Mit drei Gesetzen zur Stärkung der Pflege wurde die Pflegeversicherung an wichtigen Stellen reformiert. Dennoch braucht es einen mutigen Blick nach vorn. Der hektische Arbeitsalltag der Pflegekräfte trifft auf Menschen, für die Ruhe und Sicherheit immer wichtiger werden. Zuhören, menschliche Nähe und Zuwendung – dafür brauchen Pflegekräfte wieder mehr Zeit. Auch sie selbst sind Leidtragende des Zeitmangels. Sie entfremden sich von ihrer täglichen Arbeit. Es fällt ihnen schwer, den Arbeitsalltag mit ihrem Verständnis von einer würdevollen Pflege in Einklang zu bringen. Darum ist es so wichtig, die Personalschlüssel in den Heimen zu verbessern und den Takt in der ambulanten Pflege zu verlängern.

Seit Jahren gibt es zu wenige Fachkräfte in der Pflege. Trotzdem steigen die Löhne hier unterdurchschnittlich. Fachkräfte in der Altenpflege verdienen rund ein Fünftel weniger als in der Krankenpflege, die Bezahlung variiert je nach Anbieter erheblich. Um Gehaltsunterschiede zu beseitigen, braucht es mehr Mut, neue Wege zu beschreiten: Der geplante einheitliche Berufsabschluss ist ein notwendiger Schritt.
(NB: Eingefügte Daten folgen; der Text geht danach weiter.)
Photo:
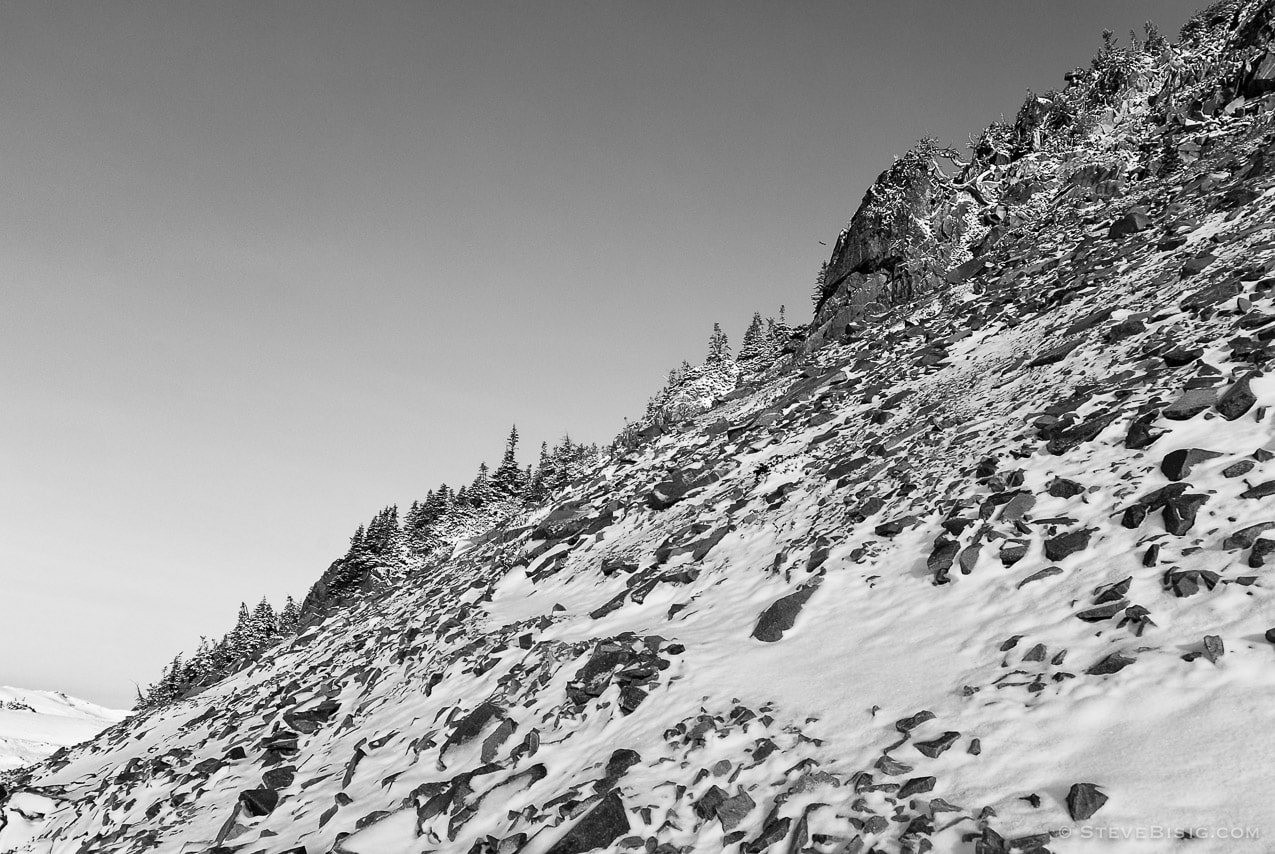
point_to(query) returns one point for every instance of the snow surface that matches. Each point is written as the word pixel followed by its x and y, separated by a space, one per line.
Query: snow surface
pixel 476 705
pixel 56 720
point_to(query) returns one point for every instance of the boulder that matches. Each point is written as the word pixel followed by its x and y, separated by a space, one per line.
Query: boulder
pixel 599 827
pixel 782 615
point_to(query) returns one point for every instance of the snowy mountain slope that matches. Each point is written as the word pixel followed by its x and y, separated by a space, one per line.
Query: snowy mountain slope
pixel 36 723
pixel 983 571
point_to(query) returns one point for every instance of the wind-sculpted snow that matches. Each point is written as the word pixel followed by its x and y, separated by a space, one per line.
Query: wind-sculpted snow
pixel 36 723
pixel 987 572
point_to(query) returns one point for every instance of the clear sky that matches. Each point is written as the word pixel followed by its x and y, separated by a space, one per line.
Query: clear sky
pixel 269 267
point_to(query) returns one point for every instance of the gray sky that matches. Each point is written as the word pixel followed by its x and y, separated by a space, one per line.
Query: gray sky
pixel 269 267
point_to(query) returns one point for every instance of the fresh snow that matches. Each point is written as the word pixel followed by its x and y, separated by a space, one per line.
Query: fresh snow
pixel 56 720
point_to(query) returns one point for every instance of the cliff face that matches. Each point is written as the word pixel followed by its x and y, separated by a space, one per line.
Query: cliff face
pixel 987 572
pixel 1134 114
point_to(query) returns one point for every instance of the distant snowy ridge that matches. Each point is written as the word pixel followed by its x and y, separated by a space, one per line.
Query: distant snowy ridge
pixel 33 724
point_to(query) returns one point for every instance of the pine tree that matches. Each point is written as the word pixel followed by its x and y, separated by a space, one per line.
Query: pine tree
pixel 264 622
pixel 719 347
pixel 508 481
pixel 356 542
pixel 538 482
pixel 820 284
pixel 481 490
pixel 754 339
pixel 290 617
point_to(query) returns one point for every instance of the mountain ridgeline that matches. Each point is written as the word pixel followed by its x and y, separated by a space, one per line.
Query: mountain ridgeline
pixel 976 561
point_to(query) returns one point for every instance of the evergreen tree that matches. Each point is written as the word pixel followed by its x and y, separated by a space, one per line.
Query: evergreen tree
pixel 356 542
pixel 508 481
pixel 290 617
pixel 481 490
pixel 264 623
pixel 719 347
pixel 754 339
pixel 538 483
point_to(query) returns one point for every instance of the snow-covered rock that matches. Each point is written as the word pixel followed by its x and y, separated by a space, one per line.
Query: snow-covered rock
pixel 36 723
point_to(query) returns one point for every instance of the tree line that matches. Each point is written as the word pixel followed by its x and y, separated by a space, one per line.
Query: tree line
pixel 385 538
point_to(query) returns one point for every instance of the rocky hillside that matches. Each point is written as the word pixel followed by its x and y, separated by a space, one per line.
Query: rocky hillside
pixel 982 567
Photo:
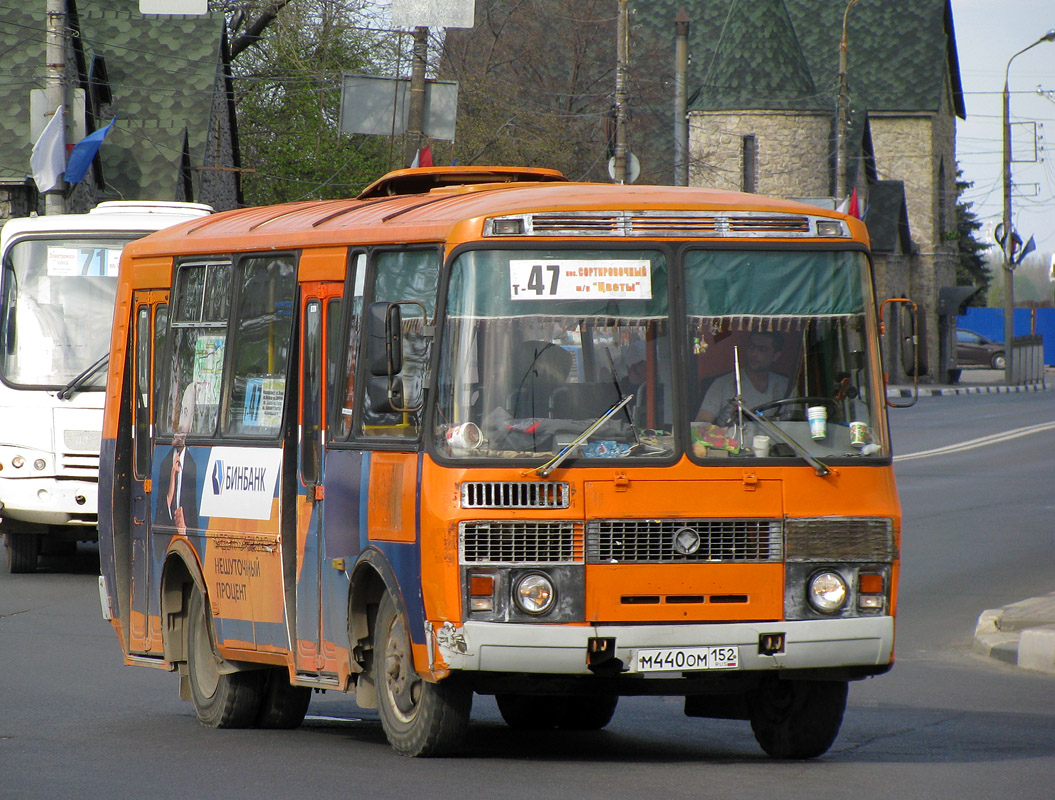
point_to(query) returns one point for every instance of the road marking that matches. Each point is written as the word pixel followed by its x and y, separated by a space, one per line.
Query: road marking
pixel 979 442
Ein weiterer wäre ein allgemein verbindlicher Tarifvertrag, der angesichts der anspruchsvollen Tätigkeit an den heutigen oberen Pflege-Tarifgehältern aufsetzen muss. Pflege muss gut bezahlt werden.

Um ihre Ziele zu erreichen, müssen die Fachkräfte selbstbewusst auftreten und Verbündete für ihre Belange suchen. Und Politik muss für eine bessere Vertretung in den Entscheidungsgremien sorgen. In dieser Zeit der Schnelllebigkeit und Arbeitsverdichtung ist es notwendig, der Pflegebranche mehr Raum für das zu geben, was Pflege eigentlich ausmacht: die individuelle Sorge. Nur so wird es gelingen, wieder mehr Menschen für diesen wertvollen Beruf zu begeistern.